Foundation Models: Impressive, But Not Magic

Tools like SAM, OWL-V2, and general-purpose vision transformers sparked a wave of excitement in geospatial.

But there’s a catch.

Most were trained on natural images, not satellite imagery. That means:

They struggle with top-down views
They miss fine-grained features
They require careful prompting or patch sizing
They break on geography shifts or small objects

Isaac described how combining text-to-box models with SAM often works better than using SAM alone, because it narrows the focus of the segmentation task.

Even then, you need very specific prompts like:

“A baseball field in the middle of a park”

instead of

“baseball field”

These tools are great for demos, prototyping, and human-in-the-loop mapping. They are not yet reliable replacements for purpose-built geospatial models.

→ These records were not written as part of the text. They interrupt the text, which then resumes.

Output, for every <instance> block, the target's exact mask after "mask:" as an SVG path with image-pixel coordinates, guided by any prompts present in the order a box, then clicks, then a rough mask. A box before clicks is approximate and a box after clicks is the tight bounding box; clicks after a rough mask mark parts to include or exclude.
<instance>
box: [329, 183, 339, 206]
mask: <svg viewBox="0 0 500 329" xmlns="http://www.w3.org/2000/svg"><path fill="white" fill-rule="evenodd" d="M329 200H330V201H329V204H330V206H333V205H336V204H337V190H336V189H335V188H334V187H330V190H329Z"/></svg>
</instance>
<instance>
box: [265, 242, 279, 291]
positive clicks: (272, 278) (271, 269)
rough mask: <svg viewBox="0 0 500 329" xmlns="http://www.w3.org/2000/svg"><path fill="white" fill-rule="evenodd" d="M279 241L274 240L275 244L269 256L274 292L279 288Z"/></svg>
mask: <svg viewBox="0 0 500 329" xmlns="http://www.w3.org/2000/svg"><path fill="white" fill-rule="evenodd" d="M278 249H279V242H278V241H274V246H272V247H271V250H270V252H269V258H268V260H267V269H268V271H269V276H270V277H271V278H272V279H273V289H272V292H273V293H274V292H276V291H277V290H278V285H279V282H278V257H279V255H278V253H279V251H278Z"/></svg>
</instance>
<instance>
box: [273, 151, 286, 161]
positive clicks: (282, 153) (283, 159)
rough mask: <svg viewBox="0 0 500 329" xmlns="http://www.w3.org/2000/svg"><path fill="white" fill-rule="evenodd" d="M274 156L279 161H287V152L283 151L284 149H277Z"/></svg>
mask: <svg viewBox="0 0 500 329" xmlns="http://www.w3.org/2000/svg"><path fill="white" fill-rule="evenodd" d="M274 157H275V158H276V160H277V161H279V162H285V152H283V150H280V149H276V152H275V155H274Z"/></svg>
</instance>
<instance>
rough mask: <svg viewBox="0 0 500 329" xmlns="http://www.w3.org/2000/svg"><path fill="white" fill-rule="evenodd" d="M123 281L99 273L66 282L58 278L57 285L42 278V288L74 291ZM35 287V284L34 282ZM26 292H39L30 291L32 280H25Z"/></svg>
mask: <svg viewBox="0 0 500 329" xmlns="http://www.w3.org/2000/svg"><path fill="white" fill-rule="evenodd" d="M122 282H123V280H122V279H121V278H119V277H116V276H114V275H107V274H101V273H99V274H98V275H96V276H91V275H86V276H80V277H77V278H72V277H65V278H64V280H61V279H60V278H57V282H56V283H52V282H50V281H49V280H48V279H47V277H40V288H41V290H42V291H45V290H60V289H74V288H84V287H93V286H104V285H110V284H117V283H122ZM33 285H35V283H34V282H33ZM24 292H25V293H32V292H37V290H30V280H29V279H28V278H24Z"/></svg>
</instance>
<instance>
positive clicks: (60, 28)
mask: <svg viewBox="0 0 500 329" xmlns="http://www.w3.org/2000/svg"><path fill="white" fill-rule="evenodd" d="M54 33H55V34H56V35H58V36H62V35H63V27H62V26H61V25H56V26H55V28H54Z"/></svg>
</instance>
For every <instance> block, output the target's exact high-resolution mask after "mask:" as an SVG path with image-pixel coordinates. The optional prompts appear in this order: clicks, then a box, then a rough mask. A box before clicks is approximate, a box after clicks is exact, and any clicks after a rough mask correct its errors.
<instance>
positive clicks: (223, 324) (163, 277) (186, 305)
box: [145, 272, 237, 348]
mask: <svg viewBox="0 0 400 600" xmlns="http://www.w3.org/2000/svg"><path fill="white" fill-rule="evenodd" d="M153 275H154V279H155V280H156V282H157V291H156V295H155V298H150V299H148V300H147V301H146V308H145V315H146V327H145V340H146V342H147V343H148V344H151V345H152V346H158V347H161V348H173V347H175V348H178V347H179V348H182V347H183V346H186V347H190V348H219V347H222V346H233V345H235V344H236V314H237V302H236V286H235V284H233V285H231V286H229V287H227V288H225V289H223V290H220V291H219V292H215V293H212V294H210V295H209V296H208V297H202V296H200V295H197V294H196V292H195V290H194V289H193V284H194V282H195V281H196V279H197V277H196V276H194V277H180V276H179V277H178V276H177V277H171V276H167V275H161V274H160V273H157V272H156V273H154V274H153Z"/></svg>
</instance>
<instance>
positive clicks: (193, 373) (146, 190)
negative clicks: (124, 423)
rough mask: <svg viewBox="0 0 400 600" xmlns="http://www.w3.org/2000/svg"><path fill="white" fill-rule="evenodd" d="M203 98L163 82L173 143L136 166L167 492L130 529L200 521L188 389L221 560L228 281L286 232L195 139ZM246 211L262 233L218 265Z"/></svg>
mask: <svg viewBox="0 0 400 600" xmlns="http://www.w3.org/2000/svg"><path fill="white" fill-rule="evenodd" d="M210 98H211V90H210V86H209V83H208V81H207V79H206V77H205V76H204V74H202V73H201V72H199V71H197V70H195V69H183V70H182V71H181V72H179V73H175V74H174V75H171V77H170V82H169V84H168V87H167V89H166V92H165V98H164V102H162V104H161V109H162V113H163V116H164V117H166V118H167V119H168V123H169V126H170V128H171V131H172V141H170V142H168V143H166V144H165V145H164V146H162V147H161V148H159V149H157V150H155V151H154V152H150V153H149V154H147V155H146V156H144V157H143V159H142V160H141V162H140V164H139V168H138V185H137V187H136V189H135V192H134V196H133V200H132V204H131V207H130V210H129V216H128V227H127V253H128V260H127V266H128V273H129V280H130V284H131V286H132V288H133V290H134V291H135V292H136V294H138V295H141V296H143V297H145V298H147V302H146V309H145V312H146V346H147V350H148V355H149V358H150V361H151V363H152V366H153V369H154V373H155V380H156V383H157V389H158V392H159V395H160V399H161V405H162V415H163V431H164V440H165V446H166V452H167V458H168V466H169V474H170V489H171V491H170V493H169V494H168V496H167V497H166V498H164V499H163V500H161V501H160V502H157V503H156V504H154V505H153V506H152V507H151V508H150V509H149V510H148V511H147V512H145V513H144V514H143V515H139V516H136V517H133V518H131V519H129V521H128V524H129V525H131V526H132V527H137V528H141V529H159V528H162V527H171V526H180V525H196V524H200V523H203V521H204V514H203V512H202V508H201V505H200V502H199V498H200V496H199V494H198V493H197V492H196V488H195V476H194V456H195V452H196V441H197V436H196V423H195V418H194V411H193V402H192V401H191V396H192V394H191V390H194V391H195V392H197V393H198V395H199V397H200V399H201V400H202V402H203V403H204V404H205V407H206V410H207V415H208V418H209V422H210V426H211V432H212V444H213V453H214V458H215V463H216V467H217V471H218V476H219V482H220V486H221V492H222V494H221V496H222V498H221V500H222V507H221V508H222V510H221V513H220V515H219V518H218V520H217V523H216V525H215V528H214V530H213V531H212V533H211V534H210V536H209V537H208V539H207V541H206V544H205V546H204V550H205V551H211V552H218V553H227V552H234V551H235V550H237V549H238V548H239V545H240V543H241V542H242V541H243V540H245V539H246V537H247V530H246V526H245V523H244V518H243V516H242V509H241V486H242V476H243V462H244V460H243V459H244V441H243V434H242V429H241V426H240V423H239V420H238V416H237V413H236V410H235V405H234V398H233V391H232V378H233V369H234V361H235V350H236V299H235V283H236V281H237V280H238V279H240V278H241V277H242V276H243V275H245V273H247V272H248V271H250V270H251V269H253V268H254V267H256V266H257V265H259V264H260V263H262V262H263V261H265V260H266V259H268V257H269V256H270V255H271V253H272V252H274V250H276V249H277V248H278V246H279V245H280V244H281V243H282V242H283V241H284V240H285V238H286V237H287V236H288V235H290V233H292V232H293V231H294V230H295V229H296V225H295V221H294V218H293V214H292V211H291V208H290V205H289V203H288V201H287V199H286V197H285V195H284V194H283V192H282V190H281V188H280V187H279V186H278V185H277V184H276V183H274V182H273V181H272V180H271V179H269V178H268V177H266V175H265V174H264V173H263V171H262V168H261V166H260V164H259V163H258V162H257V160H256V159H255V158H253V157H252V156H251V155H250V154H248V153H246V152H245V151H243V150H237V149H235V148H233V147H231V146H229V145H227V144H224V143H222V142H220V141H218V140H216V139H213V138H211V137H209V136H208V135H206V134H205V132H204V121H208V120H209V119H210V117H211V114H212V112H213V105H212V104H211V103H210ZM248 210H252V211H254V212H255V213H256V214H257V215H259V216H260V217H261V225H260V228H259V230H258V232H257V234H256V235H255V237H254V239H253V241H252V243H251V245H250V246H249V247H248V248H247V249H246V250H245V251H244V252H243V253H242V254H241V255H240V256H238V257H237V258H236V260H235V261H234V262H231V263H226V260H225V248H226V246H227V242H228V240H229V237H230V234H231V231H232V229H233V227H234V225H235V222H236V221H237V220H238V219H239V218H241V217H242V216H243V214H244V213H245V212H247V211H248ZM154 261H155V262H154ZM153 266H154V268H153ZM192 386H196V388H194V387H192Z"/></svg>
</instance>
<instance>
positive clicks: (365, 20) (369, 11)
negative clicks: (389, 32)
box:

Scaling Is Not the Same as Solving the Problem

We need to talk about scale, because it’s used as shorthand for “progress” in the field.

But scale comes in different shapes:

Geographic scale
Computational scale
Operational scale
Business scale

And as Chris pointed out, customers rarely need global models. Most want their region, not the world.

A global model inevitably becomes worse somewhere. Local models can outperform global ones with a fraction of the data and compute.

This is why regional modeling will likely grow, not disappear. It mirrors how humans work. We generalize within a geography and adapt our mental models when the environment changes.

The Real Bottleneck: IO, Storage, and Compute

One of the strongest themes in this conversation was that the biggest innovation gap is not modeling.

It’s the plumbing.

How fast can you read 10 TB of Sentinel-2?
Can you run inference without downloading anything?
Can compute run next to storage instead of across the internet?
Can we reduce costs from thousands of dollars to hundreds?

This is where the largest practical gains will happen. Solving IO unlocks everything else.

Zarr, COGs, optimized access patterns, and cloud-native computation are more impactful today than another architecture tweak in a transformer.

This is why platforms like Wherobots, Xarray/Zarr, Earth Engine alternatives, and cloud-native raster processing tools matter more than ever. They reduce operational friction so teams can actually apply the models they build.

Where Geospatial AI Goes Next

A few clear paths emerged in this conversation:

1. Better Benchmarking

We need Earth observation’s version of ImageNet.

Not another land cover dataset built on noisy labels.

A challenging, diverse dataset that forces real generalization.

2. Region-Specific Models

Instead of one model to rule them all, we’ll see:

Continental models
Biome-based models
AOI-specific rapid-fine-tuning workflows

This mirrors real-world variation.

3. Human-AI Hybrid Mapping

Humans provide the intuition.

AI provides the speed.

Together they outperform both.

4. Efficient, Localized Compute

The next breakthroughs will come from:

Decoupled storage and compute
Zero-copy IO
Distributed tiling
GPU-friendly formats
Fast raster chunking

This shifts geospatial AI from “demo” to “production.”

5. More Real Problems, Fewer Demos

Counting baseball fields is fun.

But impact comes from:

Agriculture
Climate
Crisis response
Insurance
Infrastructure
Energy

The field grows when solutions make someone’s job easier.

If You Want to Learn This Stuff: Start Building

Both Chris and Isaac emphasized the same advice.

Don’t just read. Don’t scroll LinkedIn.

Download some data and map something.

Pick a problem:

Aquaculture in Bali
Flood damage in Pakistan
Tree canopy in your city
Wetlands in Louisiana
Solar farms across Texas

You’ll learn:

Where the data breaks
Where models fail
How bad labels are
What tasks are easy or impossible
Why scale is expensive
What tools actually help

This is the fastest path to understanding the field.

Final Thoughts

Geospatial AI is moving fast, but the real progress is happening under the hood. Better data access. Better infrastructure. Better workflows. The flashy models matter, but practical systems thinking matters more.

The future of Earth observation won’t be decided by model size.

It will be decided by:

How fast we can move data
How well we integrate domain knowledge
How efficiently we compute
How targeted our models become
How useful our outputs are to real people

As always, the future is spatial.

And right now, we’re just getting started.